Caution: Don’t Take Credit Just Because It’s Available

During the last few weeks, three finance companies successfully completed the IPO process to become publicly traded business development companies (BDCs), committed to lending to the middle market. The fundraises promise to add to a large, growing war chest of capital available to finance mid-market buyouts.

The three IPOs compare to just two IPOs during the preceding 18 months. In addition, seasoned BDCs continue to rack up record add-on equity offerings with one company raising over $400 million the week of Nov. 5 alone. Big-name private equity groups have also jumped on this band wagon by raising billions of dollars in capital for their middle market lending operations through private BDCs. Both retail and institutional investors seem to be clamoring for the product, so it begs the question—why?

The answer is actually quite simple. Investors are simply looking wherever they can to find a meaningful return on their capital. In today’s low interest rate environment, with almost every type of debt instrument, from Treasuries to bonds to high yield, at historical low yields, BDCs continue to churn out dividends in excess of 8 percent. A remarkable feat when you consider the alternatives. 

But while investors now clamor for these stocks, managers of BDCs are forced to deploy the capital at sufficient yields to be able to deliver the expected 8 percent dividend. We’ve previously bemoaned the lower-than-expected middle-market loan volume and, while the fourth quarter is sure to show some pick up, lenders continually call us seeking out opportunities to lend their capital. 

We previously wrote that these alternative lenders, like hedge funds and credit opportunity funds, have little room to lend at lower interest rates despite increased competition. With regulations restricting their leverage to 1 to 1, and overhead that needs to be fed, issuing debt below 9 percent continues to seem problematic for these groups. 

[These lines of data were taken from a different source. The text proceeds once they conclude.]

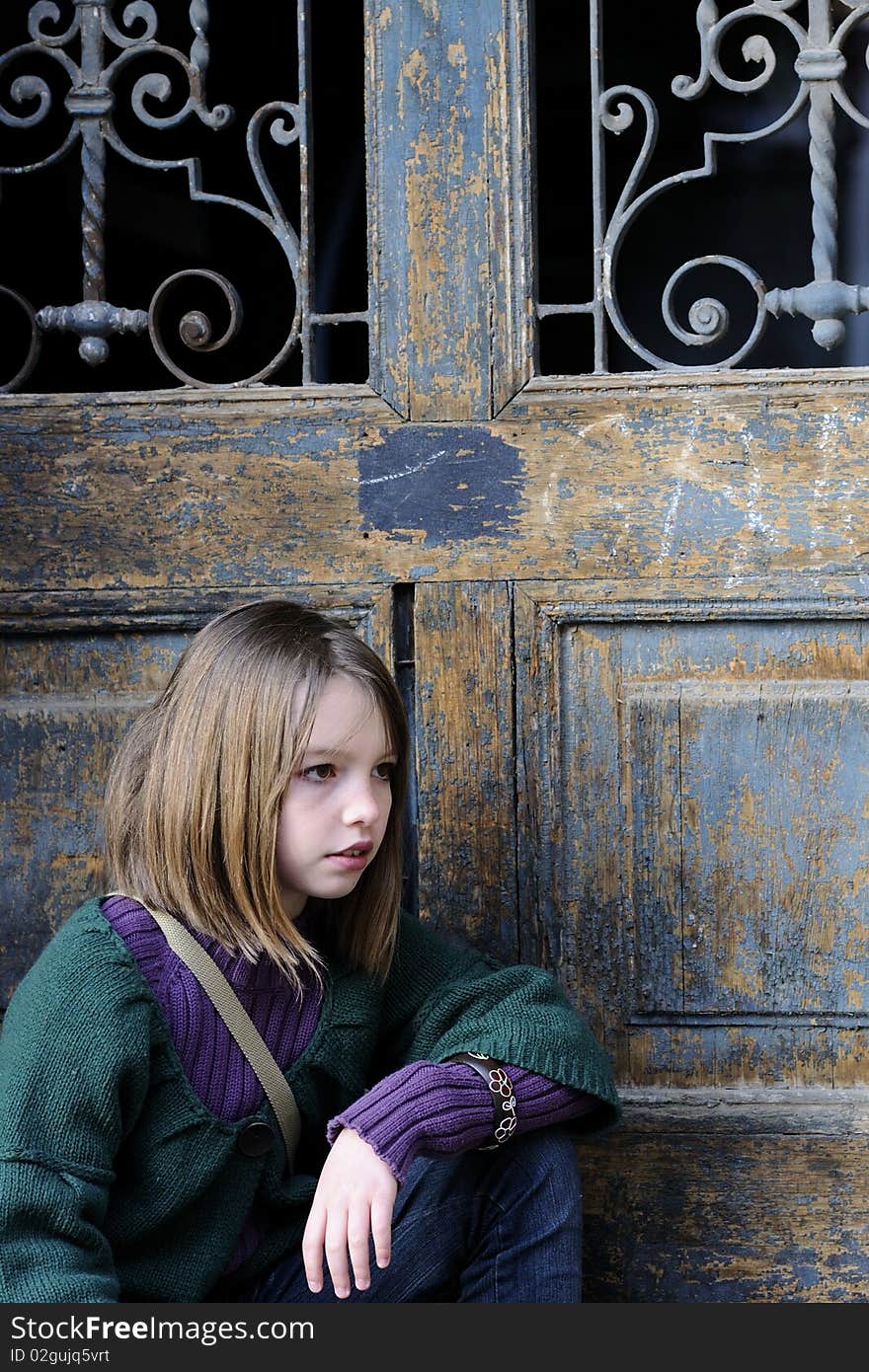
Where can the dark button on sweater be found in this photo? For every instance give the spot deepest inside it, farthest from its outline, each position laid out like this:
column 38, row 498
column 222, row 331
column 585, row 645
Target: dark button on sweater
column 256, row 1139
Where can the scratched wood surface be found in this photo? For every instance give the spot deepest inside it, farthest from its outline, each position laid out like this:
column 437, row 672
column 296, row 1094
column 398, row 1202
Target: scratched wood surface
column 227, row 490
column 640, row 697
column 465, row 771
column 695, row 807
column 729, row 1196
column 447, row 168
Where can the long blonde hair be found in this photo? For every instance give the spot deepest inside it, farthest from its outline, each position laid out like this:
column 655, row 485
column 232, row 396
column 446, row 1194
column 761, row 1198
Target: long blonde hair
column 196, row 791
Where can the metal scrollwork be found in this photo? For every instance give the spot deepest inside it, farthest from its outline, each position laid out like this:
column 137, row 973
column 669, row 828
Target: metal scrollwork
column 90, row 101
column 819, row 67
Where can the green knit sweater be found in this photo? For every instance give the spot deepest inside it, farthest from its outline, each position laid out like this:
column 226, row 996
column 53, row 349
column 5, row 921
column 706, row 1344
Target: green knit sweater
column 118, row 1184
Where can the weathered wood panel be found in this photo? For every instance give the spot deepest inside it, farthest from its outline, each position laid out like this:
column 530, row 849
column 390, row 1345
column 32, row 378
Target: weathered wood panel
column 447, row 172
column 695, row 825
column 465, row 776
column 285, row 489
column 729, row 1196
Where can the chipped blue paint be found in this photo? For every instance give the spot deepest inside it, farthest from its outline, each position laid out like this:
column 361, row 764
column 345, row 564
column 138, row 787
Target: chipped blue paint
column 453, row 483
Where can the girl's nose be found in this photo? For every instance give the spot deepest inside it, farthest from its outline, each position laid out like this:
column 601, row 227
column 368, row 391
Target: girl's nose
column 361, row 805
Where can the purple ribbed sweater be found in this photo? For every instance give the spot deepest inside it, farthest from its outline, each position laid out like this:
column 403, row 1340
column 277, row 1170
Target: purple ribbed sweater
column 426, row 1107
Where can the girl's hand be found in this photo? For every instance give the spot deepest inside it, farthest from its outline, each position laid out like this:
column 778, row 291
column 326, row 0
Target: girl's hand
column 353, row 1199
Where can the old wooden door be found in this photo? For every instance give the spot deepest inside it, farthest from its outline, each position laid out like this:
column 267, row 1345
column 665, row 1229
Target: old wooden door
column 628, row 616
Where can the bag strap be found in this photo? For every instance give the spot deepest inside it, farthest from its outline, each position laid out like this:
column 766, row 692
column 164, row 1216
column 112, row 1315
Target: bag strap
column 238, row 1023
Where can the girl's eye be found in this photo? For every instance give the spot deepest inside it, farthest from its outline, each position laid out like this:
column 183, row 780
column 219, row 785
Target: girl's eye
column 322, row 771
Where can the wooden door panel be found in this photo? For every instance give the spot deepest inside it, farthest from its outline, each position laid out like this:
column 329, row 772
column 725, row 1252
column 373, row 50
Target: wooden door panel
column 696, row 800
column 465, row 774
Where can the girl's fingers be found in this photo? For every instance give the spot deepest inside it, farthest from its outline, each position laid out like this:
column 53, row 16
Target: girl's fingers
column 382, row 1228
column 358, row 1238
column 337, row 1252
column 312, row 1248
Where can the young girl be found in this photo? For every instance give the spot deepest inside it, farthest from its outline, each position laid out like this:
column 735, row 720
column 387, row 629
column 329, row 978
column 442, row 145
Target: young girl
column 260, row 801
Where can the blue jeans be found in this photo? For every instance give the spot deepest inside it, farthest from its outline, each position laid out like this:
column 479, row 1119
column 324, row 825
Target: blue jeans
column 503, row 1225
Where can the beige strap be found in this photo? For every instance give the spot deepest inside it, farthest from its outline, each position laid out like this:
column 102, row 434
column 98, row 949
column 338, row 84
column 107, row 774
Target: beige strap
column 238, row 1023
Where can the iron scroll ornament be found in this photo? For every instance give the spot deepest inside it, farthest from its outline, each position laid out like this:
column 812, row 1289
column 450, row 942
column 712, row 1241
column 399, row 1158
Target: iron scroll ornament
column 819, row 66
column 90, row 102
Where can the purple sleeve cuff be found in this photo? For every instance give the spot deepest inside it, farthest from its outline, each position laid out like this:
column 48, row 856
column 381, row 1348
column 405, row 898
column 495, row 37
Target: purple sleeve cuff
column 440, row 1107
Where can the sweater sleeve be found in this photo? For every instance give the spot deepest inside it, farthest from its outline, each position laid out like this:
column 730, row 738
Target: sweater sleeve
column 440, row 1108
column 73, row 1070
column 442, row 999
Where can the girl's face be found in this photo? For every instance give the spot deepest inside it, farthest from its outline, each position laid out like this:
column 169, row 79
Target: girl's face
column 337, row 805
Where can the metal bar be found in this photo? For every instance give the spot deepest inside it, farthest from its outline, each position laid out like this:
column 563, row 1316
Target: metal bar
column 596, row 59
column 306, row 218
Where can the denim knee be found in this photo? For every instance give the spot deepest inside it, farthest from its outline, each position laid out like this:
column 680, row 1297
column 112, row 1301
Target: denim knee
column 549, row 1156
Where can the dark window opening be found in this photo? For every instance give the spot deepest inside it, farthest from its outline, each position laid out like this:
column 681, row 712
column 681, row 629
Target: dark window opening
column 151, row 239
column 759, row 208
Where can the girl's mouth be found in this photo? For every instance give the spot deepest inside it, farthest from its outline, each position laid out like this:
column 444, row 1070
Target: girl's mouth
column 355, row 858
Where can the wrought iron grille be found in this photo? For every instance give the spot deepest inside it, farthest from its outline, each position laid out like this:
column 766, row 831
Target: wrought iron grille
column 771, row 84
column 127, row 108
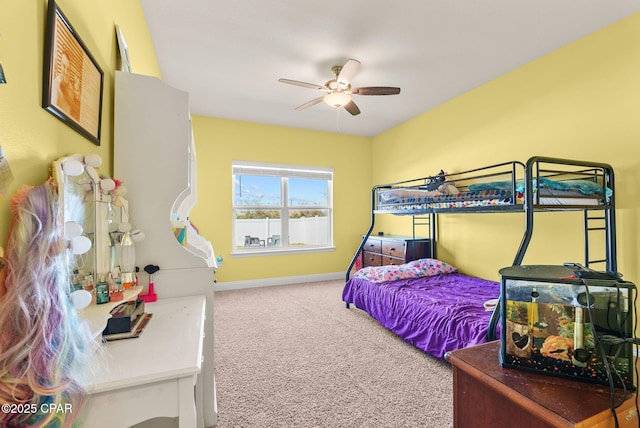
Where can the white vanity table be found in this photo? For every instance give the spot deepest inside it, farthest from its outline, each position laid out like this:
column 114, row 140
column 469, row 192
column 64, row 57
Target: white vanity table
column 155, row 374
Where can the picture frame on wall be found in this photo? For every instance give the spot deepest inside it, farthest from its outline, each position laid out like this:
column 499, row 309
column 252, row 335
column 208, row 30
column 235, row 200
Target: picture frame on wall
column 72, row 79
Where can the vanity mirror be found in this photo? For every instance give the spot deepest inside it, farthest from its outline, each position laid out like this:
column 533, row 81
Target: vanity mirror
column 93, row 211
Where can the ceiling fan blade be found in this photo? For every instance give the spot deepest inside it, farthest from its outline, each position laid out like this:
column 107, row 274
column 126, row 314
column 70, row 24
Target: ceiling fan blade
column 352, row 108
column 310, row 103
column 376, row 90
column 303, row 84
column 349, row 69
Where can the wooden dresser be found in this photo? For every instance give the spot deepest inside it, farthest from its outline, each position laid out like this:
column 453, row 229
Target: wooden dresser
column 394, row 250
column 488, row 395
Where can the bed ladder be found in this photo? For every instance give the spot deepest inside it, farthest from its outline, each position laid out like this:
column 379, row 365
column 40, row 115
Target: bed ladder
column 595, row 221
column 428, row 220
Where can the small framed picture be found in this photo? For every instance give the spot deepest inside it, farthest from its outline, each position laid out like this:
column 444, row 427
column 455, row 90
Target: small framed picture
column 72, row 79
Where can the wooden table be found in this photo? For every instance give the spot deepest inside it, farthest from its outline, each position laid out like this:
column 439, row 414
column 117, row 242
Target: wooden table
column 153, row 375
column 488, row 395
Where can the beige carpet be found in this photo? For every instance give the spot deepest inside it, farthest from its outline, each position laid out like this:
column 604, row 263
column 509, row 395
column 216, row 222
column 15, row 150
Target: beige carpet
column 294, row 356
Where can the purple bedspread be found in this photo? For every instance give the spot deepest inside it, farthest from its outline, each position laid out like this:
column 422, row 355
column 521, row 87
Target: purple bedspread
column 436, row 314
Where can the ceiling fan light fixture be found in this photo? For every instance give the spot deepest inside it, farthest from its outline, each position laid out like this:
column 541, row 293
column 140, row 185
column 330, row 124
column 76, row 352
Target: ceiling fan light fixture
column 337, row 99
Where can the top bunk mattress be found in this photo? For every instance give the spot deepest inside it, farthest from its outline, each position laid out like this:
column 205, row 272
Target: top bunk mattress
column 466, row 190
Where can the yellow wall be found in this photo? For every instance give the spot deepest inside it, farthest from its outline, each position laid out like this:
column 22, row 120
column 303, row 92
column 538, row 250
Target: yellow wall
column 219, row 141
column 579, row 102
column 30, row 136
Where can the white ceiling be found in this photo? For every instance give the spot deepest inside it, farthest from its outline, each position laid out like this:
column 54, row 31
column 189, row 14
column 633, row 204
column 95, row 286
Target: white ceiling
column 229, row 54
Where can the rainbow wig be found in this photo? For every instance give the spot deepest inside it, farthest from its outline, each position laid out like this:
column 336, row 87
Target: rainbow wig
column 44, row 346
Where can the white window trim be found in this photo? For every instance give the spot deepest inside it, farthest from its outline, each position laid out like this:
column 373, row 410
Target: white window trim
column 296, row 171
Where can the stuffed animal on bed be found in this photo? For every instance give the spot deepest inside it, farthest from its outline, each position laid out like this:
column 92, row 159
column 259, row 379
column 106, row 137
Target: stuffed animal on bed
column 441, row 184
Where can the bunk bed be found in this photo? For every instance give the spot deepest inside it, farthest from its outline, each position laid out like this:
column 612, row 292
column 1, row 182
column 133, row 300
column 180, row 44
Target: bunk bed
column 428, row 302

So we are seeing more lenders loosen up their standards by increasing leverage and negotiating terms. While many of us still remember just a few years ago when lenders were requiring private equity groups to pony up equity in amounts close to 50 percent of a company’s capital structure, that number rarely is higher than 35-40 percent today and often goes to 30-35 percent (and below) for quality deals. This translates to 5.5x leverage for companies with enterprise values of 8.0x, a debt multiple that could well have been the total enterprise value not that long ago. And let’s not forget that these multiples are often applied to a company’s peak earnings, which have cycled up considerably from earnings of just a few short years ago. 

BDCs, as well as hedge funds, credit opportunity funds, and every other type of lender are also  trying to deploy capital by becoming increasingly flexible on terms with prepayment penalties, amortization, equity cures and, yes, even covenants becoming negotiable. The current middle-market lending environment clearly rivals, if not exceeds, the lofty days of 2007, and many private equity firms are taking advantage of these times by paying a little more for an acquisition (the low cost debt offsets the higher purchase price), completing dividend recaps, or simply refinancing existing indebtedness to lock in these great terms. 

It’s hard to argue that all this capital coming in to the middle market isn’t beneficial. It wasn’t that long ago that these companies had to restrict their growth due to the lack of available debt. And M&A activity, although not at the level expected, would certainly diminish if the cost of debt increased or leverage decreased. 

But you just can’t stop wondering whether this is becoming too much of a good thing. While investors should be cautious when seeking out yield and continuing to plow capital in to BDCs and other lending vehicles, and while lenders need to remain prudent as they race to deploy this new capital, don’t borrowers also have a responsibility to say, “just because it’s available, doesn’t mean we have to take it.”   

For the last two quarters, we’ve seen year-over-year revenue growth rates for many companies starting to decline, and many are now showing revenue growing faster than earnings. It’s anybody’s guess what 2013 will bring, but companies never fail because they have too little debt.   

Ron Kahn is a managing director at Chicago investment bank Lincoln International. This column first appeared on the Web site of sister Buyouts Magazine.